While there are headwinds for the industry, they are being met head on with the kind of ingenuity that so many Australians have come to expect from our world class restaurants – including the 50 thousand businesses that are using Uber Eats to reach and connect with their local customers.

“The report shows restaurant owners are adopting an array of enterprising approaches to address challenges like the rising costs of goods and concerns about a possible dip in discretionary spending. It’s equally positive to see services like Uber Eats can play a role in helping restaurants with higher volume orders at more times throughout the day”, says Uber Eats ANZ General Manager Bec Nyst.

As well as providing additional avenues to build revenue in cities we’re also seeing an uptake of OFD use outside the metropolitan areas. Our regional expansions earlier this year will help more merchants across Australia harness the demand for e-commerce convenience in the months ahead.

“In a period of economic uncertainty, consumers are still prioritising experiences and spending on the things they are passionate about. However, the way this looks is changing. While restaurant spend has continued to be one of the most resilient categories, Mastercard’s SpendingPulse data shows that online food delivery is growing at a faster pace than in-store dining, demonstrating the hospitality industry’s continuing innovation and a shift in consumer preferences in a post-pandemic environment,” says Mastercard Chief Economist, Asia Pacific David Mann.

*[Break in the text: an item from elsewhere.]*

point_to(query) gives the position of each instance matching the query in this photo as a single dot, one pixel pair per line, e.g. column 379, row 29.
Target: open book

“Our sector has demonstrated a high level of resilience and innovation, despite the significant changes to the business operating environment. That said, the industry faces a number of challenges such as an overhaul of Australia’s industrial relations infrastructure, the ongoing skills shortage crisis and the economic aftereffects of inflation. The R&CA is here to advocate and assist members in navigating these challenges,” says Restaurant and Catering Association CEO Suresh Manickam.